I'm implementing a Maximum-Likelihood estimation in R for a three parameter reverse Weibull model and have some troubles to get plausible results, which include: Bad optimization results, unwanted optimx behaviour. Beside these I wonder, how I could make use of parscale in this model.
Here is my implementation attempt:
To generate data I use the probabilty integral transform:
#Generate N sigma*RWei(alph)-mu distributed points
gen.wei <- function(N, theta) {
alph <- theta[1]
mu <- theta[2]
sigma <- theta[3]
return(
mu - sigma * (- log (runif(N)))**(1/alph)
)
}
Now I define the Log-Likelihood and negative Log-Likelihood to use optimx optimization:
#LL----
ll.wei <- function(theta,x) {
N <- length(x)
alph <- theta[1]
mu <- theta[2]
sigma <- theta[3]
val <- sum(ifelse(
x <= mu,
log(alph/sigma) + (alph-1) * log( (mu-x)/sigma) - ( (mu-x)/sigma)**(alph-1),
-Inf
))
return(val)
}
#Negative LL----
nll.wei <- function(theta,x) {
return(-ll.wei(theta=theta, x=x))
}
Afterwards I define the analytical gradient of the negative LL. Remark: There are points at which the negative LL isn't differentiable (the upper end-point mu)
gradnll.wei <- function(theta,x) {
N <- length(x)
alph <- theta[1]
mu <- theta[2]
sigma <- theta[3]
argn <- (mu-x)/sigma
del.alph <- sum(ifelse(x <= mu,
1/alph + log(argn) - log(argn) * argn**(alph-1),
0
))
del.mu <- sum(ifelse(x <= mu,
(alph-1)/(mu-x) - (alph-1)/sigma * argn**(alph-2),
0))
del.sigma <- sum(ifelse(x <= mu,
((alph-1)*argn**(alph-1)-alph)/sigma,
0))
return (-c(del.alph, del.mu, del.sigma))
}
Finally I try to optimize using the optimx package and the methods Nelder-Mead (derivative free) and BFGS (my LL is kinda smooth, there's just one point, which is problematic).
#MLE for Weibull
mle.wei <- function(start,sample) {
optimx(
par=start,
fn = nll.wei,
gr = gradnll.wei,
method = c("BFGS"),
x = sample
)
}
theta.s <- c(4,1,1/2) #test for parameters
sample <- gen.wei(100, theta.s) #generate 100 data points distributed like theta.s
mle.wei(start=c(8,4, 2), sample) #MLE Estimation
To my surprise I get the following error:
Error in optimx.check(par, optcfg$ufn, optcfg$ugr, optcfg$uhess, lower, :
Cannot evaluate function at initial parameters
I checked manually: Both nll and gradnll are finite at the initial parameters... If i switch to optim instead of optimx I get a result, but a pretty bad one:
$par
[1] 8.178674e-01 9.115766e-01 1.745724e-06
$value
[1] -1072.786
$counts
function gradient
574 100
$convergence
[1] 1
$message
NULL
So it doesn't converge.

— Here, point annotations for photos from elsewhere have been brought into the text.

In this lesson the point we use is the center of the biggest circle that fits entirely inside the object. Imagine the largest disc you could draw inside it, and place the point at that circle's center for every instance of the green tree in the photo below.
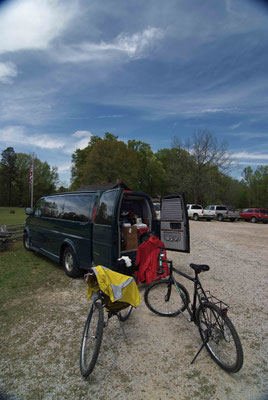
(8, 173)
(257, 186)
(208, 156)
(104, 160)
(150, 176)
(178, 165)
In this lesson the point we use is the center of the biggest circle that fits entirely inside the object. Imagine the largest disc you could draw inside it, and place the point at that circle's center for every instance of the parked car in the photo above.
(221, 212)
(255, 215)
(196, 211)
(232, 214)
(84, 228)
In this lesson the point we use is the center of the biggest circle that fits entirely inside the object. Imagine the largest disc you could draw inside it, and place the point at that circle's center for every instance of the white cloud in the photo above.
(18, 135)
(122, 45)
(235, 126)
(33, 24)
(14, 135)
(250, 156)
(64, 167)
(8, 70)
(83, 136)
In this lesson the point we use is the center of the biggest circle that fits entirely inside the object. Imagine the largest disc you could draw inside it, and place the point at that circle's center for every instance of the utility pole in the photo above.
(31, 180)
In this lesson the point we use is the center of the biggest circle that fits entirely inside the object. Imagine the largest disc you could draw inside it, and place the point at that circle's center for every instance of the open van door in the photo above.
(105, 238)
(174, 223)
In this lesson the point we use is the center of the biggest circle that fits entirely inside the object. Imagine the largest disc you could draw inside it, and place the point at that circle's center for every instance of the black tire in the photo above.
(26, 241)
(70, 263)
(196, 217)
(223, 344)
(123, 315)
(162, 298)
(92, 337)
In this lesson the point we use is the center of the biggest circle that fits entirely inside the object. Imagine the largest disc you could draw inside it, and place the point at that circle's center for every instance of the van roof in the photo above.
(105, 186)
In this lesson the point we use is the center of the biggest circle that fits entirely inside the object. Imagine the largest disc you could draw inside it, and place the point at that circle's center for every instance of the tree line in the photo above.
(199, 167)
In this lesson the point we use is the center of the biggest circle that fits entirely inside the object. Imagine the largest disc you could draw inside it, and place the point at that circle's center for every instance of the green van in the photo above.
(84, 228)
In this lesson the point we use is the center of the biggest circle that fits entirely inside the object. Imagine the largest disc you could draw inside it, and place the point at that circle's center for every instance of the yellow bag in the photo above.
(117, 287)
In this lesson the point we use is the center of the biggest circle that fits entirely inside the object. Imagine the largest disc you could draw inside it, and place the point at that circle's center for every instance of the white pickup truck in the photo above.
(222, 213)
(196, 211)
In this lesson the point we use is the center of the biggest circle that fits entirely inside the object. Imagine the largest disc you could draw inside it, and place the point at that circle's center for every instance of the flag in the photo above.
(31, 175)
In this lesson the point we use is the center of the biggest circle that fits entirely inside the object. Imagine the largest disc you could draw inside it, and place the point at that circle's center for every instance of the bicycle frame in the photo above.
(199, 294)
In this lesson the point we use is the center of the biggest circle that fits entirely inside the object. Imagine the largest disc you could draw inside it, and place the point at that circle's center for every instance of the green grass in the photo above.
(21, 274)
(6, 218)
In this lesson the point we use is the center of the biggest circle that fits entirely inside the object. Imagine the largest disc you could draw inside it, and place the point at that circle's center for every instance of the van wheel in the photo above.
(26, 241)
(70, 263)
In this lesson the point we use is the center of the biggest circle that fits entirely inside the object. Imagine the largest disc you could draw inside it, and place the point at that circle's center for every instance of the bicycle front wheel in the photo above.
(92, 338)
(163, 298)
(220, 337)
(125, 313)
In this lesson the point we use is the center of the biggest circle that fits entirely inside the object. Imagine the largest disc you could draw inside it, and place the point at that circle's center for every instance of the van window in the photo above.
(77, 208)
(38, 208)
(105, 210)
(50, 207)
(74, 208)
(221, 208)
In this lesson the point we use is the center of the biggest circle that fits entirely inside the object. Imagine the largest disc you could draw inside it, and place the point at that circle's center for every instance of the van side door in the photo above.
(105, 242)
(174, 223)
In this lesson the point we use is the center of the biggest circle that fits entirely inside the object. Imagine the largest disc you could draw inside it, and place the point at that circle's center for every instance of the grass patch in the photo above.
(6, 218)
(21, 274)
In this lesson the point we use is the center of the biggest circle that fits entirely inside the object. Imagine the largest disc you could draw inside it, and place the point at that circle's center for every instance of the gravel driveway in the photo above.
(40, 356)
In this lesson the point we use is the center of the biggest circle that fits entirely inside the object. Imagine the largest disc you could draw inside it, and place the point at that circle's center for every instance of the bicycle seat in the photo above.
(199, 268)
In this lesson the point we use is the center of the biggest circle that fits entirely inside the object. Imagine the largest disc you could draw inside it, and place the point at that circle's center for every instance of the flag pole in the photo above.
(31, 180)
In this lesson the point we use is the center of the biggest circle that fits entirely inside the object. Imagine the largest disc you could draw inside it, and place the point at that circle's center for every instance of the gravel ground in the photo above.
(40, 355)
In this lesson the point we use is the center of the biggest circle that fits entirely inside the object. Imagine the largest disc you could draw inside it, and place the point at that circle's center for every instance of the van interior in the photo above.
(135, 222)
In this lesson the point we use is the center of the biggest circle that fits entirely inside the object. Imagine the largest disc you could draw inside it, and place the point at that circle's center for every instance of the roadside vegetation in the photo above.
(23, 273)
(200, 167)
(12, 215)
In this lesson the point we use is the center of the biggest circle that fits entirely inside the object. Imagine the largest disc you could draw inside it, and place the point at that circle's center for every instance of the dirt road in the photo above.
(40, 356)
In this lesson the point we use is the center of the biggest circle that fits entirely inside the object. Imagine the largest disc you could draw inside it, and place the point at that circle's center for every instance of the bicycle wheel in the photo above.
(162, 298)
(91, 340)
(124, 314)
(223, 343)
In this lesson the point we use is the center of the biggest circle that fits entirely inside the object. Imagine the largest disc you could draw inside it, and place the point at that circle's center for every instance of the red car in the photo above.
(255, 215)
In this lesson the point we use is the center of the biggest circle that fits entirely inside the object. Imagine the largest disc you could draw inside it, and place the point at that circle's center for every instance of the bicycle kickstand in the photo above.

If I don't supply the gradient to BFGS, there isn't a result. If I use Nelder-Mead instead:
$par
[1] 1.026393e+00 9.649121e-01 9.865624e-18
$value
[1] -3745.039
$counts
function gradient
502 NA
$convergence
[1] 1
$message
NULL
So it is also very bad...
My questions are:
Thank you very much in advance!
Re 3: That's kind of a bug in optimx
, but one that's hard to avoid. It uses x
as a variable name when calculating a numerical gradient; you also use it as an "additional parameter" to your functions. You can work around that by renaming your argument, e.g. call it xdata
in your functions.
Re 1 & 2: There are several techniques to handle boundary problems in optimization. Setting to a big constant value tends not to work: if the optimizer goes out of bounds, it finds the objective function really flat. If the exact boundary is legal, then pushing the parameter to the boundary and adding a penalty sometimes works. If the exact boundary is illegal, you might be able to reflect: e.g. if mu > 0 is a requirement, sometimes replacing mu by abs(mu) in the objective function gets things to work. Sometimes the best solution is to get rid of the boundary by transforming the parameters.
Edited to add some more details:
For this problem, it looks to me as though transformations of the parameters might work. I think alpha
and sigma
must both be positive. Setting alpha <- exp(theta[1])
and sigma <- exp(theta[3])
will guarantee that. Limits on mu
are harder, but I think mu > max(xdata)
is needed, so mu <- max(xdata) + exp(theta[2])
should keep it in bounds. Of course, making these changes messes up your gradient formula and starting values.
As to resources: I'm afraid I don't know any. This advice is based on years of painful experience.